Il est cependant probable que le développement de l’expertise du client grâce au Web 2.0, assistée ou non par la banque, va contribuer au développement de la multi-bancarisation d’une part, le client bénéficiant d’une meilleure information sur les tarifs pour chaque opération (emprunt, placement, carte bancaire, assurances,…) et à l’érosion des marges pour les opérateurs bancaires d’autre part.

Le Web 2.0 suppose plus de transparence envers le client, tant sur la disponibilité des services que sur leur tarification. Un challenge de taille pour le secteur bancaire qui a profité de l'automatisation du service pour réduire les possibilités de contestations des clients devant une facturation rendue aussi automatique qu'inévitable.


 

 

Bibliographie

Adams J.S. (1965), Inequity in social exchange, in L. Berkowitz, Advances in experimental       social psychology, Academic press, New York, vol. 2, p. 267.

Cocheo S. (2009), Banks wade into new media stream; ABA Banking Journal; May2009, Vol. 101 Issue 5, p14-29.

Crozier. M. (1963), Le phénomène bureaucratique, Seuil.

des Garets V., Paquerot M. & Sueur I. (2009), « L’approche relationnelle dans les banques :      mythe ou réalité ? », Revue Française de Gestion, 35 (191), 123-138.

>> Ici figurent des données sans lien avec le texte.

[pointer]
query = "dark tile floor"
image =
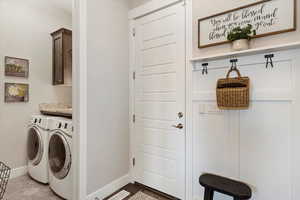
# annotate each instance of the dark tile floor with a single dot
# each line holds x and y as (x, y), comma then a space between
(134, 188)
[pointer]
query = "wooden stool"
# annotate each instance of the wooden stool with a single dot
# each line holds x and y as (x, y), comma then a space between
(236, 189)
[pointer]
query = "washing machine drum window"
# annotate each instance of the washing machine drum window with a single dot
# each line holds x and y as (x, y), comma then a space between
(59, 156)
(35, 146)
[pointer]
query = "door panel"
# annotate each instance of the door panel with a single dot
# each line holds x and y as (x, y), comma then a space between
(159, 97)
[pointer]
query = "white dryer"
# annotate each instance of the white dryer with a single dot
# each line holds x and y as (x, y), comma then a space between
(37, 148)
(60, 157)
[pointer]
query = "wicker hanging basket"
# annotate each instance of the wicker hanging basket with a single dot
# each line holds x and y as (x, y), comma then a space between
(233, 93)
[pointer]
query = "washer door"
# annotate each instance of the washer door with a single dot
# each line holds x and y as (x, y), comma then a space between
(59, 156)
(35, 146)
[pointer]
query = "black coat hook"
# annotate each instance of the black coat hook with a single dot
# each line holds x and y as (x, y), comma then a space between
(204, 68)
(269, 59)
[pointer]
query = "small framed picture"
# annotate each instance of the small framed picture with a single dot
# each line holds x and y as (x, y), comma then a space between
(16, 92)
(16, 67)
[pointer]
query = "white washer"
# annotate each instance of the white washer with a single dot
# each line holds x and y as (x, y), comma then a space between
(60, 157)
(37, 148)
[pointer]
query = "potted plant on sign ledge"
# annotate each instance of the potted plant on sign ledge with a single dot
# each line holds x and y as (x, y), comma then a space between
(240, 37)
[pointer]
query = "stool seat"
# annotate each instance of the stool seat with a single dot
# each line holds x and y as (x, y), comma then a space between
(235, 189)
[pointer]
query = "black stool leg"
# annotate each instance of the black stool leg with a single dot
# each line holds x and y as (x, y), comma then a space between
(208, 194)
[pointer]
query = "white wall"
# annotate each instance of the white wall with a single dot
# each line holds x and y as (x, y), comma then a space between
(136, 3)
(108, 89)
(259, 145)
(204, 8)
(25, 33)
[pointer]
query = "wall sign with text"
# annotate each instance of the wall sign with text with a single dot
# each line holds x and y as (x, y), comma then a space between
(268, 17)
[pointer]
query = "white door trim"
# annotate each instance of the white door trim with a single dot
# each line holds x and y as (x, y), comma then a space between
(79, 99)
(152, 6)
(189, 102)
(143, 10)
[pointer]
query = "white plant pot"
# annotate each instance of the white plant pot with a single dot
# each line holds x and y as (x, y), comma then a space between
(239, 45)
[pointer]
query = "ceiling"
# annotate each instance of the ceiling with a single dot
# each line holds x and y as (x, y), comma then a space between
(64, 4)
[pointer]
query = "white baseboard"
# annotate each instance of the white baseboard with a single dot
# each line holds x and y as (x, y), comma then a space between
(110, 188)
(17, 172)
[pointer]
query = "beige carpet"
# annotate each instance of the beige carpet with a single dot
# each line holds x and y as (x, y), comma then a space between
(142, 196)
(24, 188)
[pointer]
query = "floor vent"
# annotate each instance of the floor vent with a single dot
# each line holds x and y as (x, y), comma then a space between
(120, 195)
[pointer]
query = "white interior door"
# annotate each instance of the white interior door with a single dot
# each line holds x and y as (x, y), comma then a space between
(159, 146)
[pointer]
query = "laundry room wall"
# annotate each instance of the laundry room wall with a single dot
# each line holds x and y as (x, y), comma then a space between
(205, 8)
(25, 33)
(107, 94)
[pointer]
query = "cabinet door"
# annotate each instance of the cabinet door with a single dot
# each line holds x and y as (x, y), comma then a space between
(58, 65)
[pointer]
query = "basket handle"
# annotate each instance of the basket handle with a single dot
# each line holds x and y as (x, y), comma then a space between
(234, 70)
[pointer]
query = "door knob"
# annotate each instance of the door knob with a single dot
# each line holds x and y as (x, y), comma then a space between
(179, 126)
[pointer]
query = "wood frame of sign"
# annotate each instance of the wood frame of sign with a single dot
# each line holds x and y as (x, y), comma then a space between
(240, 8)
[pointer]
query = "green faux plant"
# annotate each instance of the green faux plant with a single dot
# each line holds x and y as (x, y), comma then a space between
(239, 33)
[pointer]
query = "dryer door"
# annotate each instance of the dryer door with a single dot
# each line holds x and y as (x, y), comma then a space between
(59, 155)
(35, 146)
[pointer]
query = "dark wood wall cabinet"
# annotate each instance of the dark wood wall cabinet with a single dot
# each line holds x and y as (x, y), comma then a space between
(62, 57)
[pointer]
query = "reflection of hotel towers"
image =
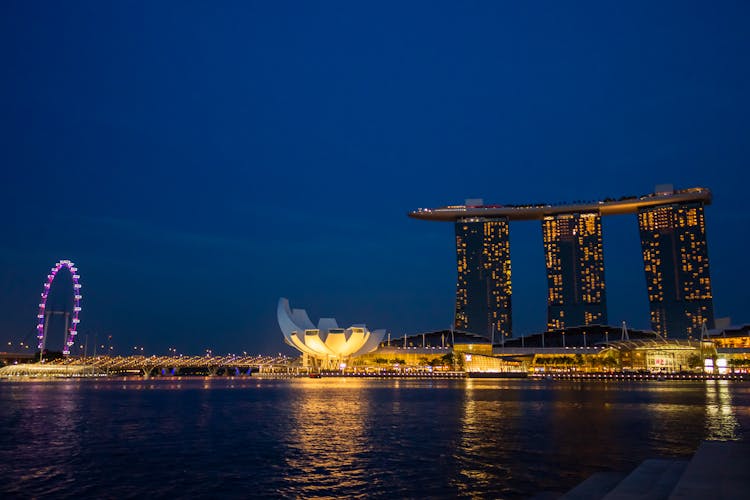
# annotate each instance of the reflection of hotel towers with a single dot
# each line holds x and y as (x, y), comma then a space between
(674, 251)
(575, 270)
(483, 288)
(675, 259)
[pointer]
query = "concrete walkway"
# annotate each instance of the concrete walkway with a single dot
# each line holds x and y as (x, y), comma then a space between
(719, 470)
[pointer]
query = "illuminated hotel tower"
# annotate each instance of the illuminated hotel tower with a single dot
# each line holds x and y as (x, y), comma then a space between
(483, 288)
(675, 259)
(575, 270)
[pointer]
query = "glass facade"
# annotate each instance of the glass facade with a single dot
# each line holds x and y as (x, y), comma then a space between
(483, 288)
(675, 260)
(574, 259)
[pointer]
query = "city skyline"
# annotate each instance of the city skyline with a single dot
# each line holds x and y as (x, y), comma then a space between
(197, 163)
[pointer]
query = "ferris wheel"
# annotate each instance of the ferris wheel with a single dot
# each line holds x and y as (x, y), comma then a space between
(42, 316)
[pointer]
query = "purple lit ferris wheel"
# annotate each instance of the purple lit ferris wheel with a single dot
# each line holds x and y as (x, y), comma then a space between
(41, 330)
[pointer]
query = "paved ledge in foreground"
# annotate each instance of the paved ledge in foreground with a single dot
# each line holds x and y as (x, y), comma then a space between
(718, 470)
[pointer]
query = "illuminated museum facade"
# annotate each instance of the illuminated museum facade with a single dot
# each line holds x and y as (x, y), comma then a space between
(324, 345)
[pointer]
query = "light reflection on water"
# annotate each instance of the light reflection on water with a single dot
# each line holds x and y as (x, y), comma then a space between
(346, 437)
(721, 422)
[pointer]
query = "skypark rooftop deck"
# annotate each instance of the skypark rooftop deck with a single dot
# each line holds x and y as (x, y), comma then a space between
(624, 205)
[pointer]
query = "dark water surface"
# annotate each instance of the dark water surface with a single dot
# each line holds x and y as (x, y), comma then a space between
(350, 437)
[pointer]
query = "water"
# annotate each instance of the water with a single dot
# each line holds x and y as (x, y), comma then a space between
(242, 438)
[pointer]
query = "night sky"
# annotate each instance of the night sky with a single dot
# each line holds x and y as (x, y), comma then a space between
(199, 160)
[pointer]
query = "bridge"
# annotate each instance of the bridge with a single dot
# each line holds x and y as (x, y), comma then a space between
(148, 366)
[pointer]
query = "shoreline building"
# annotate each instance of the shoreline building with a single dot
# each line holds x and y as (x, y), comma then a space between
(325, 346)
(673, 239)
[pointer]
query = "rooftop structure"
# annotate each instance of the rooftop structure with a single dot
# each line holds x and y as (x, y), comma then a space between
(538, 211)
(675, 260)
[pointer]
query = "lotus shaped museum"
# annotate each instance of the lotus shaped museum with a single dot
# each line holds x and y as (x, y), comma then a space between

Hirschman A. O. (1970), Exit, Voice, and Loyalty: Responses to Decline in Firms, Organizations, and States. Cambridge, MA: Harvard University Press.

Jensen M.C et Meckling W.H (1976), Theory of the firm: Managerial Behavior, Agency Costs and Ownership Structure, Journal of Financial Economics ,Vol 3, p 305-350.

Paquerot M.(1996), L’enracinement des dirigeants et ses effets, Revue Française de Gestion ; N°111 ; Novembre-Décembre ; pp 212-225.

Pfeffer J. (1982), Organizations and organization theory, Ballinger Publishing Company.

Surowiecki J. (2004), La sagesse des foules, JC Lattès,

Williamson O. (1985), The Economic Institutions of Capitalism, Free Press New York



[1] Un journal économique a mis récemment en parallèle la médiatisation d’un conflit lié à des licenciements (en mesurant notamment le nombre de fois ou l’événement est cité sous Google) et les indemnités de départ des salariés. Les exemples sont assez éloquents :

Continental : 306 000 citations sous Google, 50 000 euros et jusqu’à 45 mois de salaire brut, Caterpillar 106 000 occurrences, 24 mois de salaire, La confection de l’Alloeu, 1360 citations, 6 mois de salaire pour 20 ans de maison.

Source : Challenge N°172, du 11 au 17 juin 2009, « Les salariés de Continental on obtenu au moins 50 000 euros de prime. Un conflit médiatisé vaut cher », P36.

[2] www.guardian.co.uk/money/2007/aug/25/moneysupplement.studentfinance

[3] Cf. ce qui se passe régulièrement avec les laboratoires pharmaceutiques aux Etats-Unis où des cabinets juridiques spécialisés organisent régulièrement la collecte d’information auprès des patients sur les effets secondaires des médicaments afin de mettre en œuvre des « class Action ». Il faut par ailleurs noter que cette forme de recours juridique collectif a été récemment autorisée en France.